Figures from telecoms regulator CMT showed on Tuesday that Telefonica's Movistar was the biggest loser in a portability scheme which allows customers to switch operators while keeping the same mobile number.
It lost 59,441 more numbers than it gained, finishing up with 41.58% of the mobile market in January, down from 42.27% in December.
In the broadband internet market, Telefonica's share slipped to 52.64%after dropping to 52.7% in December.
Analysts have been looking closely at signs of how Telefonica is being hit after the operator indicated revenues on its home turf - where 1 in 5 workers are unemployed - worsened in the fourth quarter and were similar in January.

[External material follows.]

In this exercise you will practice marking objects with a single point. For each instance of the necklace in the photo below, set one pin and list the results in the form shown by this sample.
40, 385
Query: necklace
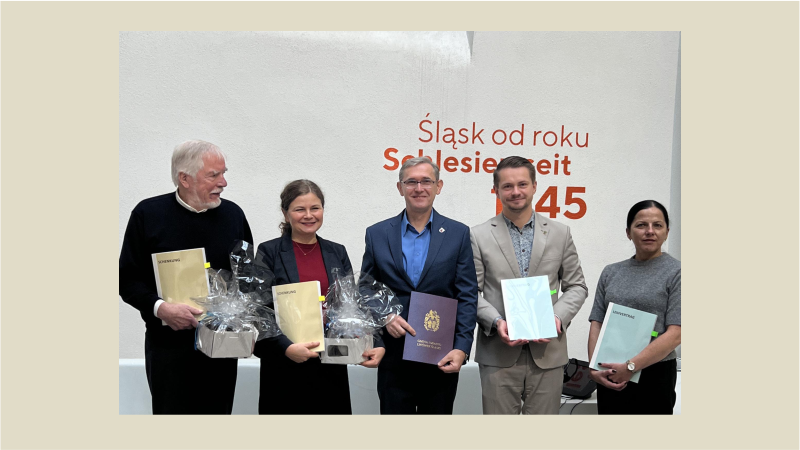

"It is normal for the dominant operator to lose market share compared to the rest, but the process has accelerated in the last few months," Ahorro Corporacion analyst Virginia Perez said.
Telefonica shares were down 2.1% to 17.18 euros at 1110 GMT, with Spain's blue-chip index down 1.9%.
Vodafone also lost 3,392 mobile numbers overall and its share fell to 29.35% from 30.0% a month earlier.
Spain's 4th mobile operator Yoigo, run by TeliaSonera, was the biggest gainer from portability, signing up 45,732 more numbers than it lost, bumping up its market share to 4.09% from 3.93%.
"There is a lot of movement in the market and the portability number keeps growing because customers are now much more aware about good prices," said Johan Andsjo, chief executive of Yoigo, told Reuters in a telephone interview.